Polska ekipa nie rozegrała w Łodzi złego meczu, miała sporo szans pod bramką przeciwników. Biało-czerwoni nie potrafili jednak wykorzystywać swoich szans, a dodatkowo mieli sporo stresu przy atakach gości. W samej końcówce pojawiło się wśród gospodarzy więcej ryzyka, choć Stolarczyk nie zdecydował się zagrać va banque. Niemcy i tak korzystali z większej dawki przestrzeni, a finalnie wykorzystali to na swoją korzyść.
Domowy remis z Węgrami został uratowany w doliczonym czasie gry. W ostatnim kwadransie udało się też zapewnić remis w Izraelu. Z kolei na wyjeździe w Segedynie biało-czerwoni wypuścili wygraną z rąk po stracie gola w ostatnich sekundach rywalizacji. Trudno mówić o przypadku, że ekipa Stolarczyka zawodziła w kluczowych momentach. Presja zeszła? Wtedy Polacy odbili się wygraną 4:0 w Niemczech, ale to wynik, który budzi dumę, lecz nie zmienia wiele w kontekście eliminacyjnej sytuacji naszej kadry.

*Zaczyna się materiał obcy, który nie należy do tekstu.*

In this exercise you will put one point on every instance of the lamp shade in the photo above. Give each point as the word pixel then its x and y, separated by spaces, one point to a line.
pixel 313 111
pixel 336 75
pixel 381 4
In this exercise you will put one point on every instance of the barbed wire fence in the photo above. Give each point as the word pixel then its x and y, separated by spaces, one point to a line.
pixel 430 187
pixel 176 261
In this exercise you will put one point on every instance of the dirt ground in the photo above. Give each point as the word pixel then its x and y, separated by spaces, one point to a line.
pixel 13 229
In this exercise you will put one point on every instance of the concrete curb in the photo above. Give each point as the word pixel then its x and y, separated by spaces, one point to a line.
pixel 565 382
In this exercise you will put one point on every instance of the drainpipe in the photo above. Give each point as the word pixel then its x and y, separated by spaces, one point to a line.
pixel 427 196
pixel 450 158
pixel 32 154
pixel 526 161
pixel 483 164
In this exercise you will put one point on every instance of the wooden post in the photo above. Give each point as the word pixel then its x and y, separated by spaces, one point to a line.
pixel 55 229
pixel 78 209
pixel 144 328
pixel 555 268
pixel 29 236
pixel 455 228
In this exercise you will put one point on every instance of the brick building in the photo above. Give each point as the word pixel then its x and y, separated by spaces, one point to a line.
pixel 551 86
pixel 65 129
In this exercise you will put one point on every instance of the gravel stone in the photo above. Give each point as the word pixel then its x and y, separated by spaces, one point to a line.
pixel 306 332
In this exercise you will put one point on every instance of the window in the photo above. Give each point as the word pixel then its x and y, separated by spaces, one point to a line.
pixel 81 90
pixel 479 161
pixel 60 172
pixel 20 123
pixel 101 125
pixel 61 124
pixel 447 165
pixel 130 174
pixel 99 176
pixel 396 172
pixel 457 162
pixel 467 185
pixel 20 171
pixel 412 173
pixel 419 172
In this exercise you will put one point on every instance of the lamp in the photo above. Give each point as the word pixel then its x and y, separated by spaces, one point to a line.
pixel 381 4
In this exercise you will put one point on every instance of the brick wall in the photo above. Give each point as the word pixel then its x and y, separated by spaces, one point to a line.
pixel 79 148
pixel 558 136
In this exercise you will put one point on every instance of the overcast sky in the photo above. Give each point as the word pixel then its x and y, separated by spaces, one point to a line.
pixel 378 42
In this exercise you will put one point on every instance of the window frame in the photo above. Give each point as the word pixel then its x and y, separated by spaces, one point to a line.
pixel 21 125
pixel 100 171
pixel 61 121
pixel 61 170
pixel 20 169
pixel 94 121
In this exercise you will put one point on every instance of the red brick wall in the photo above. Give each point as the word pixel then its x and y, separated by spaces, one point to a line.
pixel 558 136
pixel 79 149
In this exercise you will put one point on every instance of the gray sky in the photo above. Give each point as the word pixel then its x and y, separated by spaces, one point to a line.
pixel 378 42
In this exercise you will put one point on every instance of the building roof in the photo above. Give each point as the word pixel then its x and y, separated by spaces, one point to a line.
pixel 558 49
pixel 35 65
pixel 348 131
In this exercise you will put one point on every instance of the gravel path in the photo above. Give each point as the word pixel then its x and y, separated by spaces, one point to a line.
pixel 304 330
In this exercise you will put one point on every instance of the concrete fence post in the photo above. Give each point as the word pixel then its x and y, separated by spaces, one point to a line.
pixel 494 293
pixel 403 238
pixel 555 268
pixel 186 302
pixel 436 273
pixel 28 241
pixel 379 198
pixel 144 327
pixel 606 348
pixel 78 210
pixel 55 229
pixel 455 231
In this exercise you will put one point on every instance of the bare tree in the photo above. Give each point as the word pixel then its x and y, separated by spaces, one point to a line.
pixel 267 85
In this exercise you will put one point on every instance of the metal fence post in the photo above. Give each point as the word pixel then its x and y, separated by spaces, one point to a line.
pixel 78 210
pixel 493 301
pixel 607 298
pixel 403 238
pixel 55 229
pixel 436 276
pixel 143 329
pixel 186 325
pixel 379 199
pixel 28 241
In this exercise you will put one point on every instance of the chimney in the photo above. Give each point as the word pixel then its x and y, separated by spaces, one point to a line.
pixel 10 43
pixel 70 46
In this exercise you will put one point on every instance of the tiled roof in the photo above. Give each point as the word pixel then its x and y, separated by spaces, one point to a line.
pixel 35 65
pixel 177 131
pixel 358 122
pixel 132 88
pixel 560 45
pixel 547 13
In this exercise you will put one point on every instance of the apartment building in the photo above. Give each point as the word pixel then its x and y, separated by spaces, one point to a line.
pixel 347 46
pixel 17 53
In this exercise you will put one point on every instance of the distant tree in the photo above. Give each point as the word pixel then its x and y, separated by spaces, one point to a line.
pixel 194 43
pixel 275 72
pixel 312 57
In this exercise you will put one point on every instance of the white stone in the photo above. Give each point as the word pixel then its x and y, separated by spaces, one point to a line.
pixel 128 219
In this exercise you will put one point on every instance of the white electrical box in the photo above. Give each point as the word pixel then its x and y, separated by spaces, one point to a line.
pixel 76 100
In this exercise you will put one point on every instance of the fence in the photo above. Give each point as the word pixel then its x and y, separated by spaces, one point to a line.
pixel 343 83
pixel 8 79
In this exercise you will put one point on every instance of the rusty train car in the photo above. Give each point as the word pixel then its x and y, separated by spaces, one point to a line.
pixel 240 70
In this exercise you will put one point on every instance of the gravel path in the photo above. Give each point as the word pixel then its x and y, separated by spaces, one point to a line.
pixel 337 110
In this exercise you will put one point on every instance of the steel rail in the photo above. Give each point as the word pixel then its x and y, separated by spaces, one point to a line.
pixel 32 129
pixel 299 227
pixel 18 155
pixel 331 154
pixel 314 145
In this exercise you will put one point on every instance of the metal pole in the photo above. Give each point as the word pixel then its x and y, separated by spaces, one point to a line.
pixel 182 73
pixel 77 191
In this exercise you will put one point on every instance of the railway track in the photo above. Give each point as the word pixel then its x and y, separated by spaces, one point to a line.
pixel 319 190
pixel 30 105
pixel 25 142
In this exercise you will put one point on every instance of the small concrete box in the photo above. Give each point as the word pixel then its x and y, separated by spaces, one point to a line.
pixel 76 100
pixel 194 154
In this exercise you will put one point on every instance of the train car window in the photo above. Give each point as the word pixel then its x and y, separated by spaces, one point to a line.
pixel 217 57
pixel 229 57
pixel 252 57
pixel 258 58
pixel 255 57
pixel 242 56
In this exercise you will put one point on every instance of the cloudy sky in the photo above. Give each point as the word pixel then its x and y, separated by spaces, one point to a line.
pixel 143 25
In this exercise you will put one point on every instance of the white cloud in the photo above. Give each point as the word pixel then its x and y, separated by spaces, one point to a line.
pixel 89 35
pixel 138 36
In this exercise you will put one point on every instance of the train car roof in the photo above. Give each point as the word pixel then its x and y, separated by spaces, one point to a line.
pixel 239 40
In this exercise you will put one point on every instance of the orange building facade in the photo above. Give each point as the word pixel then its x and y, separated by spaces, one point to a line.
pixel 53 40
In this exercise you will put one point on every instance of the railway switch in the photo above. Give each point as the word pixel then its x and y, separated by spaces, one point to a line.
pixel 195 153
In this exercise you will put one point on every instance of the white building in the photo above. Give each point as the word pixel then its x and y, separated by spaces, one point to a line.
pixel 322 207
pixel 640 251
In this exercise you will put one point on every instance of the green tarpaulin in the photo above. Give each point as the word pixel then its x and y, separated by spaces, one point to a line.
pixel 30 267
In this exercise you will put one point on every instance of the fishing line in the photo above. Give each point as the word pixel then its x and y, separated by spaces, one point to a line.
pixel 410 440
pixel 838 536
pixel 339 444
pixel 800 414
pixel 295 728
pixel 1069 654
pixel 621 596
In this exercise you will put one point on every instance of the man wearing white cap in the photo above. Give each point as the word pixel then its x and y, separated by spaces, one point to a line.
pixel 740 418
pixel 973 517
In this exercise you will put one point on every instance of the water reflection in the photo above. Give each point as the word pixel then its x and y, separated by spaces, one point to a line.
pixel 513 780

Stolarczyk w trakcie swojej kadencji dołożył obligatoryjne zwycięstwa z San Marino (3:0 i 5:0), a także wygrane z Łotwą (2:0 i 5:0). Nie można mówić o lekceważeniu rywali, ale przy polskich ambicjach i celach, inne wyniki nie wchodziły w grę. Całokształt był jednak taki, że biało-czerwoni musieli w końcówce eliminacji punktować, a przede wszystkim pokonać Niemców, by myśleć o barażach. To się nie wydarzyło. Konsekwencją było pożegnanie z eliminacjami i marzeniami o występie na turnieju.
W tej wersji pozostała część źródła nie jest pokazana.